High Court judge Mr Justice Lewis rejected this argument. "In my judgment, a neighbourhood plan may include policies dealing with the use and development of land for housing, including policies dealing with the location of a proposed number of new dwellings, even where there is at present no development plan document setting out strategic policies for housing," said the judge.

Mr Justice Lewis also rejected GD's claims that the examiner had failed to consider national policy when assessing the adequacy of the site allocations in the WNP. While additional guidance had been released between the preparation of the plan and its examination, the judge found that the examiner himself had "had regard to relevant national policy and guidelines" in considering whether the allocations were appropriate and deliverable.

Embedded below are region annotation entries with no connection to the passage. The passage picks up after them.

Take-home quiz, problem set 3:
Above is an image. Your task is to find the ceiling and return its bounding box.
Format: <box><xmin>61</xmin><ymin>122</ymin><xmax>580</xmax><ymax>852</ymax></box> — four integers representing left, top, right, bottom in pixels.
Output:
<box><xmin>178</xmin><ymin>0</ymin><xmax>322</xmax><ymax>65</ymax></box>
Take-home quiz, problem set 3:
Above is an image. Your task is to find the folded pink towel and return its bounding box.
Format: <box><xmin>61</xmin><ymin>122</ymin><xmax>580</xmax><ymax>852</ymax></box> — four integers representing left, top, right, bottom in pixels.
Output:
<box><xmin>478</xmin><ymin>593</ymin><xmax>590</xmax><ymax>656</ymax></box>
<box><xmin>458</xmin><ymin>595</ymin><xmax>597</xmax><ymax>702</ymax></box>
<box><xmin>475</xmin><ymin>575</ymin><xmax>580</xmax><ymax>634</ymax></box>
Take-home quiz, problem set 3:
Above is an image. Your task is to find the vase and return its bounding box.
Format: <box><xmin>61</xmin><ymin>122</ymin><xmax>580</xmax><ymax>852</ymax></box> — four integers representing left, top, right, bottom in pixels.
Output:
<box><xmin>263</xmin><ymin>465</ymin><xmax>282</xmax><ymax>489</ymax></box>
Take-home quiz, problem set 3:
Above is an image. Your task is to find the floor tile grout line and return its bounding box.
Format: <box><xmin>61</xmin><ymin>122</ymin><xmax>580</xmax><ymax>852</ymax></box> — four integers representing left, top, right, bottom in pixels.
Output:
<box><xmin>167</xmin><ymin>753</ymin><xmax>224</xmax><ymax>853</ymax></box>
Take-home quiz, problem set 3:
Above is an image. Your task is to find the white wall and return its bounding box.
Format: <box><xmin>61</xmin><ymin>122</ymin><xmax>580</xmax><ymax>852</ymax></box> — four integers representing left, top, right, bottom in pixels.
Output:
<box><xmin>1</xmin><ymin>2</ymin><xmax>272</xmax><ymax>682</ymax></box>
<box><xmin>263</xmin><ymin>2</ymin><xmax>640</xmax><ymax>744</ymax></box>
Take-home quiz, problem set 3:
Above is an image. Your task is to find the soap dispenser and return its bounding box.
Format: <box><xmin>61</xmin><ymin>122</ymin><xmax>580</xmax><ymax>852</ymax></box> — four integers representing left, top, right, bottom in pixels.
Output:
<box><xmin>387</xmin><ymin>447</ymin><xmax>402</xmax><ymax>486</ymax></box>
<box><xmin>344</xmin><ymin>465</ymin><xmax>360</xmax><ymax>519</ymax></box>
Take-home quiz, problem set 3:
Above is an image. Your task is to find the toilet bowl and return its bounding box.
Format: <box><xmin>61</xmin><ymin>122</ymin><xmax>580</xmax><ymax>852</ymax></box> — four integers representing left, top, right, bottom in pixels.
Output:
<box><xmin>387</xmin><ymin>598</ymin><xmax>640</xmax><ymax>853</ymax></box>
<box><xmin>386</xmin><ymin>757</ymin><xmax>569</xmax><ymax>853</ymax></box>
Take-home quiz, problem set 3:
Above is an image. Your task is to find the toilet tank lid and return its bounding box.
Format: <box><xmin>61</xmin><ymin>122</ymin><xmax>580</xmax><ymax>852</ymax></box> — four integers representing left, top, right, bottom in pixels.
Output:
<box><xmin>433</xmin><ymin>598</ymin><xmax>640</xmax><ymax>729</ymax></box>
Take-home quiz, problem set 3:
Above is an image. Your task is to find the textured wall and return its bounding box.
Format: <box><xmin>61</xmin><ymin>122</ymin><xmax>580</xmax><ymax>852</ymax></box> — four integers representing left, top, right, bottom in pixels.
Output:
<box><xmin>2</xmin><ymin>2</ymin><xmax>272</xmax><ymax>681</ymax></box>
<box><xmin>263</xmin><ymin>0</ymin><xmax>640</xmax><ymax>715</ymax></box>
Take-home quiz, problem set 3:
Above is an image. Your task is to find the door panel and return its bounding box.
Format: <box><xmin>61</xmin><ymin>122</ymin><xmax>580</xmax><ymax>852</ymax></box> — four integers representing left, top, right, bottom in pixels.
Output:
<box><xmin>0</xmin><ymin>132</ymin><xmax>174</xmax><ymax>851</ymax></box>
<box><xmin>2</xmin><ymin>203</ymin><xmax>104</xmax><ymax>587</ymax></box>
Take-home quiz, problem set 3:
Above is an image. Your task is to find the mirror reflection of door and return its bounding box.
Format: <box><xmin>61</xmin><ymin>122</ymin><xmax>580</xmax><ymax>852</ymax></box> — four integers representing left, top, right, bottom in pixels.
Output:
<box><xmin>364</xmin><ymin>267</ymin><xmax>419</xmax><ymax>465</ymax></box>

Contrary to the developer's further claims, Mr Justice Lewis also found that the examiner had been entitled to conclude that an environmental report prepared alongside the WNP satisfied the requirements of European Union law and had given "adequate, intelligible reasons for his recommendations".

"In summary ... the examiner was entitled to recommend that the draft neighbourhood plan should proceed to referendum," concluded the judge. "The Council was entitled to make the neighbourhood plan in the light of the vote in favour of the neighbourhood plan at that referendum. Consequently, the WNP is lawful. This claim for judicial review is therefore dismissed."